In this procedure, the skull is reshaped to give the brain more room to grow and to normalize the appearance of the skull and the upper part of the orbits (the bony housing of the eyes).

Waiting until 9 to 11 months of age leaves the bone still malleable enough to be reshaped while being solid enough to hold its new shape.

A craniofacial surgeon works together with a neurosurgeon to do this operation.

Later in childhood or during the teen years, the midface must be advanced, or brought forward, in another operation. Your child may have one of these operations:

Segmental subcranial distraction: before and after pictures



BEFORE (Left): The middle of this boy's face didn't grow well because of Apert syndrome. To correct this, surgeons used a new method to move the bones of his face different amounts and in different directions. That method is called segmental subcranial distraction. First, the boy had surgery to separate his facial bones from his skull and attach a device called a distractor. Then the device was turned 1 to 2 millimeters (mm) a day to move the bones. New bone grew to fill in the gaps, and then the distractor was removed.

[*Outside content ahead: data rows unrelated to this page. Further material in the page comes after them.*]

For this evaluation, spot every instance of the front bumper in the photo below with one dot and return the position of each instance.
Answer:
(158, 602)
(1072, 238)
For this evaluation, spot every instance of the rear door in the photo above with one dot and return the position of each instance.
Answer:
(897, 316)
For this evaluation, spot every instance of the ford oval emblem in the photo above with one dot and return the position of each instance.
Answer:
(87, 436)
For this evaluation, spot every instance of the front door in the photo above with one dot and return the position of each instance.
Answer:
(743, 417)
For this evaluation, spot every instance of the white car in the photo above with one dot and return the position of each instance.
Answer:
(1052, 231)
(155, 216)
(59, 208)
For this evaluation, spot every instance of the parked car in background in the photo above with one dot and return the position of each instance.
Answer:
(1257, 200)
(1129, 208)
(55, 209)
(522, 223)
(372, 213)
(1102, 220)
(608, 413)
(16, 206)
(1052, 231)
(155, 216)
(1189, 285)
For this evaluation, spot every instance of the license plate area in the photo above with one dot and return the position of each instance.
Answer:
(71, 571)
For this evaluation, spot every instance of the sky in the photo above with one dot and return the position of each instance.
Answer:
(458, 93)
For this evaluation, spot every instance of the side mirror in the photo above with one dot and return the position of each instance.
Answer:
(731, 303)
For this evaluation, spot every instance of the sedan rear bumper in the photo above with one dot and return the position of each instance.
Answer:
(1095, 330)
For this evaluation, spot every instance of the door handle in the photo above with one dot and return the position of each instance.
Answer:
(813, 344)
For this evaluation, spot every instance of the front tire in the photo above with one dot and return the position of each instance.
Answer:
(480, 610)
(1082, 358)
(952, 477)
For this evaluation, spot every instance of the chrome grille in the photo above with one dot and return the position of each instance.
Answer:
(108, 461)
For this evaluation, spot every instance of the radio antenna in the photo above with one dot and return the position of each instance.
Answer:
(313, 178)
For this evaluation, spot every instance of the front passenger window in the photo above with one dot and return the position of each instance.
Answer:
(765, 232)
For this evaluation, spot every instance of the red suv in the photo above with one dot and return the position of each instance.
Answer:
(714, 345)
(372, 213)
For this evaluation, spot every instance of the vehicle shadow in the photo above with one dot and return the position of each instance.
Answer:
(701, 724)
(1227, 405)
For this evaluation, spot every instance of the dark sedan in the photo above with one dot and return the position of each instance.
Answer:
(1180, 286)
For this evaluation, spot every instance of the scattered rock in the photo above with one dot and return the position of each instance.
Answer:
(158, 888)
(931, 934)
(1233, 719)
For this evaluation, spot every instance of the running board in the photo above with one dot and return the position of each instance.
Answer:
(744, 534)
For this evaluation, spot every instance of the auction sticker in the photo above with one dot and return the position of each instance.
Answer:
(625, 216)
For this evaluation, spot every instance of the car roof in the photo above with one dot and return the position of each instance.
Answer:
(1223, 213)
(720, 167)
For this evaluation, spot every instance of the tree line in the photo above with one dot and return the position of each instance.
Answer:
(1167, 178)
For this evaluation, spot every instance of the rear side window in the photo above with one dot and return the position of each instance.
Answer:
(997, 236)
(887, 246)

AFTER (Right): After the procedure, the boy's cheekbones were moved forward 5 mm (1/4 inch). His nose, upper jaw and teeth were moved forward and down 25 mm (1 inch). This made his face longer, gave him a more typical look, and made his teeth fit together better. Our Craniofacial Center is the first center to use this method.

Ideally, the procedure is performed when the growth of the face is almost complete to minimize the likelihood that the surgery will need to be repeated. If possible, this is also done after the development of the molar teeth so that these teeth are not damaged.

However, the procedure may need to be performed earlier to address problems such as severe obstructive sleep apnea that results from the retruded position of the midface and irritation of the eyes from inadequate bony coverage.

Further craniofacial procedures are usually required, such as a LeFort I osteotomy to position the upper teeth in the correct relationship to the lower teeth. The upper jaw is moved forward to correct the underbite and anterior open bite.

In most cases, this is done once the body is done growing.

Hands and feet

Hand surgery procedures begin in the first year of life.

If the thumbs are fused, they must be released early on (about 6 months of age), because the thumb is critical for hand function and development.

Multiple procedures are required for the release of the fingers on each hand. Ideally, all digits are separated by about 2 years of age.

The feet require surgical treatment only in the most severe cases, when the fusion of the toes forces the foot into an abnormal position such that it cannot strike the ground flat or fit easily into shoes.